Fake Hate Crime Spree
Real racism is cheapened by hoaxes and a biased media that has an ax to grind.
There’s been a rash of hate crime hoaxes over the past year and a half. Some of them were committed by infamous celebrities such as Jussie Smollett. But three additional incidents have taken up headline space in recent days.
In Douglasville, Georgia, residents of a black neighborhood were terrorized with poison pen letters. The letters asserted they were from a (ahem) six-foot tall white man with a red beard who was a member of the Ku Klux Klan, which should have been the first tip-off that this was nothing but a hoax. Since when do criminals go about describing themselves at all, much less as a racist lumberjack? (No offense to lumberjacks.) The last letter was received on September 6, after which point police were able to catch the perpetrator: 30-year-old Terresha Lucas, a black woman. She was arrested for eight counts of “terroristic threats.”
At Parkway Central High School in Chesterfield, Missouri, students staged a walkout and even cursed at the school administration due to racist graffiti that contained slurs and death threats toward black people. This is the second time graffiti like this has appeared on campus. The students — about half of whom are minorities — were outraged because, from their perspective, the school was doing nothing to stop these crimes. The school did eventually catch the perpetrators — two black students.

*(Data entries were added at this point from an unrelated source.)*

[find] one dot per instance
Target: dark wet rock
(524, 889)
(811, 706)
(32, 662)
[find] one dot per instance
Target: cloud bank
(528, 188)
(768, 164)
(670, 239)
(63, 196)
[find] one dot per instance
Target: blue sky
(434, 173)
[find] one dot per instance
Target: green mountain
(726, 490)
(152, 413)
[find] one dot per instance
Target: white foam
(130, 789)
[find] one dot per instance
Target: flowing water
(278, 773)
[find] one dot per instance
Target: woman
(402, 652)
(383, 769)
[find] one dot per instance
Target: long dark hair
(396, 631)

At Emory University in Georgia, burglary and racist graffiti were found marring the Emory Autism Center. The graffiti, which included slurs and swastikas, were seemingly directed toward the two African American women and Jewish man who worked in the nearby workspace and office. The man apprehended was a former part-time employee by the name of Roy Lee Gordon Jr. The school deliberately and carefully did not state the race of the culprit in prepared statements. It was only when the arrest photo was published that people figured out he was black.
Perhaps calling these incidents fake hate crimes is a misnomer. After all, they are hate crimes of a sort that take advantage of the current cultural war against systemic racism allegedly committed by white supremacists and their institutions. They are hateful against everyone because they pit neighbor against neighbor. No one wins.
Unfortunately, black-on-black crime is nothing new. This is just a sneakier way of doing it by attempting to implicate “racist whites” in the process. The lengths to which these criminals go to agitate the anti-white climate is mind-boggling. The fact that they have to make up racism to justify their hate really is the icing on the cake.
Meanwhile, there was an actual hate crime committed recently by a white person against a black man, and it was even caught on camera. Of course, we’re speaking of Larry Elder, who, while visiting a homeless encampment in Venice, California, was assaulted by a woman in a gorilla mask who threw an egg at his head. Why wasn’t this crime circulated far and wide as proof of racism? Simple: Larry Elder was running in the hopes of replacing dictatorial California Governor Gavin Newsom in the recall election. Elder is a conservative Republican. As a result, leftists dubbed him — no joke — “the black face of white supremacy” and revoked his blackness, even though, if he had won, he would have been the first black governor of California. This racist incident didn’t fit the narrative that the media wants to portray.
Real racism is alive and well, but the seriousness of it is cheapened by hate crime hoaxes and a biased media that has an ax to grind.